Thanks to our evolving relationship with the digital world, digital experiences are quickly becoming the primary relationship between customers and brands. More than ever, companies need to invest in data foundations that offer complete data, retroactive capabilities, and proactive insights. You never know what you’ll want to look at, or look back at. That’s why you should track everything you can think of. Reliable, quantifiable insights are what help you improve your product, increase engagement, and reduce churn.

Creativity flourishes when curiosity is paired with a scientific method.

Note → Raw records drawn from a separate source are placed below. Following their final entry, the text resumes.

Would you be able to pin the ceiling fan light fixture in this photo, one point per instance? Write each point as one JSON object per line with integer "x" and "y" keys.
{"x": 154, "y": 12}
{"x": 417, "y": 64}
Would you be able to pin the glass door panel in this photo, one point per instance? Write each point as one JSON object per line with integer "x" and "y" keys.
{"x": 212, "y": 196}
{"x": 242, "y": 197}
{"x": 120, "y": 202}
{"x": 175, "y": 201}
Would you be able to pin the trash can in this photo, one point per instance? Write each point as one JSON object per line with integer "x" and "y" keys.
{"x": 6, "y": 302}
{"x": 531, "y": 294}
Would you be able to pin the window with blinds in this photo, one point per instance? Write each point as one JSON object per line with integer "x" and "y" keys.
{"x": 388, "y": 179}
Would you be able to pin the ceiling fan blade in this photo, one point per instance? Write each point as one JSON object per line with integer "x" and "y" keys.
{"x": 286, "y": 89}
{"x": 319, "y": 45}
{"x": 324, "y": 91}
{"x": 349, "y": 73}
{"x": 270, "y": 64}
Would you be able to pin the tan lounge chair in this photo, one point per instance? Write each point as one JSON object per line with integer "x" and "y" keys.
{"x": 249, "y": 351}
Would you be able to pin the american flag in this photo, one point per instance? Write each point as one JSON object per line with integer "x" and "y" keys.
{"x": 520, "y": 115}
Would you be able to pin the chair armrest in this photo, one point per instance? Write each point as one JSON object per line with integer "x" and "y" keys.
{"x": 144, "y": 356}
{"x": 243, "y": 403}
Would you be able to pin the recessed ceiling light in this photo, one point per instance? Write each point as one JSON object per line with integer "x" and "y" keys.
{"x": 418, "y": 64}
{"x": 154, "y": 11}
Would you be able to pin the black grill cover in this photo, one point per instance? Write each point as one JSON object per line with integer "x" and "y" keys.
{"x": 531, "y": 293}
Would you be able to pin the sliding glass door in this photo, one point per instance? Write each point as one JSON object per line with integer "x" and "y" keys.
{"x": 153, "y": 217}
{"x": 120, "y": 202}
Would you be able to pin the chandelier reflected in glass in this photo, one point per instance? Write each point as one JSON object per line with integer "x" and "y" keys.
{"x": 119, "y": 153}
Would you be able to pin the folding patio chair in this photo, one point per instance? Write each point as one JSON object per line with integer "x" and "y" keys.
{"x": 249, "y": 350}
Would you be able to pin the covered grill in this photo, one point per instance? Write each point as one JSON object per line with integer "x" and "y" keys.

Someone we know said recently, “I want data to be so easy that it overpowers my gut reaction.” Data can only do that if your tools are easy to use, and above all, trustworthy.

How we solve these problems

Since we know that the truths above are genuine, we designed our solution around meeting them, with smart governance that doesn’t restrict you to keeping your dataset small in order to keep it manageable. We invented autocapture to get you the right data. We made it future-proof by capturing everything. Then we keep things governed so you can get the insights that matter.

When governance is built into your existing processes, all the key goals—consistency in naming and definition, fresh events, eliminating duplicates, annotation—are simple and straightforward, without no limit to the number of events you can create.

In conclusion

When it comes to making product analytics easier, the best tool is the one that you like to use. Over and over. Every day. In ever-expanding ways. We think Heap alone offers a living, scalable, reliable dataset that remains governed as it grows with you. Nobody else can truthfully say their data is both easy AND trustworthy.